Nei sistemi di economia circolare i prodotti mantengono il loro valore aggiunto il più a lungo possibile e non ci sono rifiuti. Quando un prodotto raggiunge la fine del ciclo di vita, le risorse restano all'interno del sistema economico, in modo da poter essere riutilizzate più volte a fini produttivi e creare così nuovo valore. Per attuare il passaggio a tale sistema, occorre apportare, tuttavia, mutamenti nell'insieme delle catene di valore, dalla progettazione dei prodotti ai modelli di mercato e di impresa, dai metodi di trasformazione dei rifiuti in risorse alle modalità di consumo. Questo implica un vero e proprio cambiamento sistemico e un forte impulso innovativo, non solo sul piano della tecnologia, ma anche dell'organizzazione, della società, dell’impianto giuridico, dei metodi di finanziamento, delle politiche, nonché, inevitabilmente un conseguente adeguamento del contesto normativo.

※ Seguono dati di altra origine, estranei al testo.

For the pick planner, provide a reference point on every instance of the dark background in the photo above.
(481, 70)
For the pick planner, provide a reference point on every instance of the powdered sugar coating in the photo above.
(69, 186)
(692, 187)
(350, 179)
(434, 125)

Nei regolamenti europei attualmente vigenti è possibile rintracciare dei primi riferimenti e delle prime aperture verso un modello di economia circolare, ma ciò può costituire solo un punto di partenza per orientare i futuri passi del legislatore europeo.
Gli attuali mutamenti legislativi e le future decisioni che saranno attuate nei futuri periodi di programmazioni della Pac forniranno sicuramente spunti di riflessione ulteriori che, si spera, potranno costituire l’oggetto di una seconda analisi più mirata e approfondita di tali aspetti.
Un modello di economia circolare si può prestare ad essere applicato al settore agroalimentare e gli strumenti ai quali nelle ultime programmazioni della politica agricola si è dato risalto sono legittimati a contribuire alla diffusione di tale
188 modello, ma sarebbe auspicabile, a parere di chi scrive, una normativa autonoma in proposito che possa agire in sinergia con le altre normative e modelli di governance europei al momento vigenti.